Nous posons sur les quais un mortier polyuréthane-ciment, en couche épaisse et sans joint, praticable aux chariots sous 48 à 72 h. Quand le quai doit rouvrir dans la nuit, nous basculons sur une résine MMA (méthacrylate), polymérisée en 2 à 4 h. Le choix se fait à la visite technique, quai par quai, selon votre planning.
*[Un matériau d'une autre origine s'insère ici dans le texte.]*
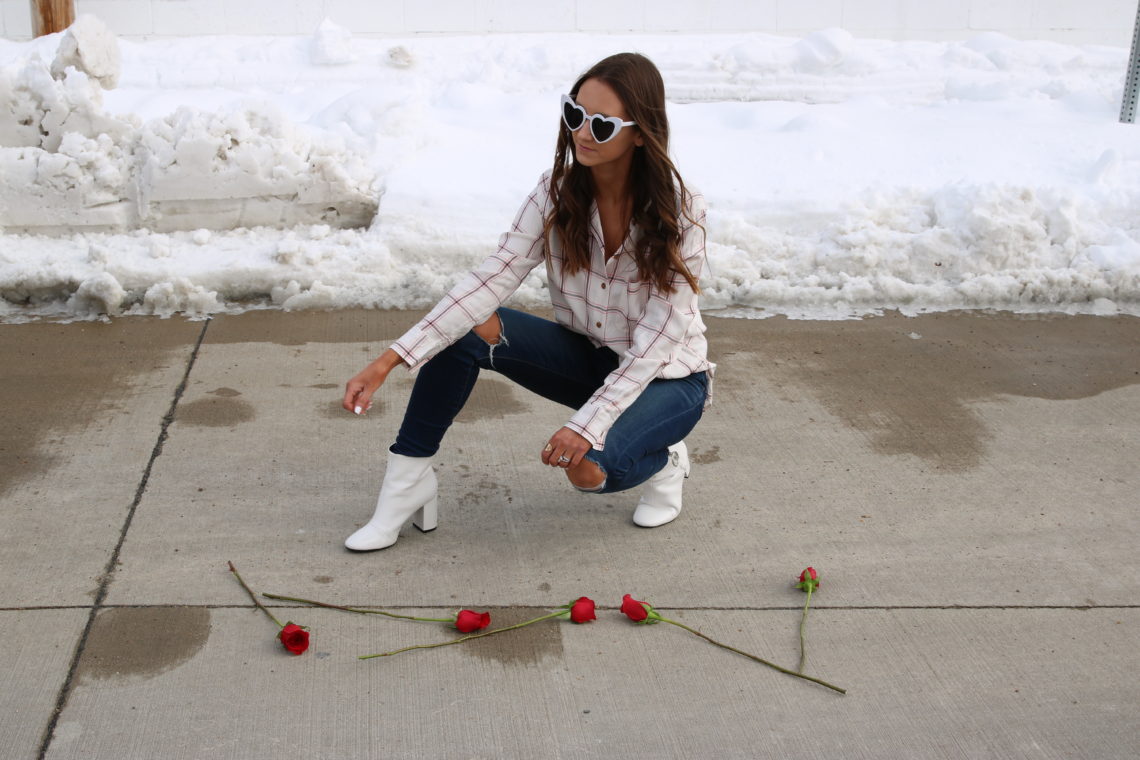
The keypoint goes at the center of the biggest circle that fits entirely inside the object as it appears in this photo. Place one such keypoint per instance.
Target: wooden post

Le système que nous posons dans cette zone
Système recommandé
Mortier polyuréthane-ciment- Trafic lourd
- Humidité permanente
- Froid positif
- Hygiène HACCP
Ce qui se dégrade sur un quai, et pourquoi
Les dégâts commencent toujours au même endroit : le seuil des portes et le bord du niveleur. Les palettes y tombent, les transpalettes y freinent, les roues dures y concentrent toute la charge sur une surface réduite. Le béton s’écaille, puis se creuse en nid-de-poule. Sur un carrelage, les joints ciment sautent les premiers et l’eau s’infiltre dessous.
L’eau vient de partout : pluie poussée par le vent, condensation des camions frigorifiques, jus des palettes, lavage du soir. Elle entre avec la terre, la saumure ou le sang selon ce que vous recevez. Une résine fine posée sur un support mal préparé se décolle par plaques dès le premier hiver.
Les contraintes que le quai cumule
Un quai ne subit pas une contrainte, il les additionne. C’est ce cumul qui élimine les systèmes fins et les carrelages à joints.
Le règlement (CE) n° 852/2004 demande des sols étanches, non absorbants, lavables et dotés d’une évacuation suffisante. Un béton nu ou un carrelage à joints ouverts ne remplit plus ces conditions.
- Trafic lourd : transpalettes, gerbeurs, chariots, palettes traînées au sol.
- Humidité permanente : pluie, lavage, condensation ; le sol ne sèche jamais vraiment.
- Froid positif : quai réfrigéré ou tampon, amplitude thermique à chaque ouverture de porte.
- Hygiène HACCP : la réception des matières premières fait partie du périmètre d’audit ; IFS Food et BRCGS observent l’état des sols.
- Remise en service rapide : les camions sont planifiés, le quai ne ferme pas plusieurs jours.
Le système que nous posons : polyuréthane-ciment, ou MMA quand le temps manque
Sur un quai, nous posons un mortier polyuréthane-ciment (type Flowfresh ou Ucrete), en 4 à 6 mm. La couche est épaisse et sans joint : le choc d’une palette ne trouve aucune arête à casser. Le PU-ciment tient de −40 °C à +120 °C et tolère un support à 6 à 8 % d’humidité, ce qui compte sur un quai rarement sec.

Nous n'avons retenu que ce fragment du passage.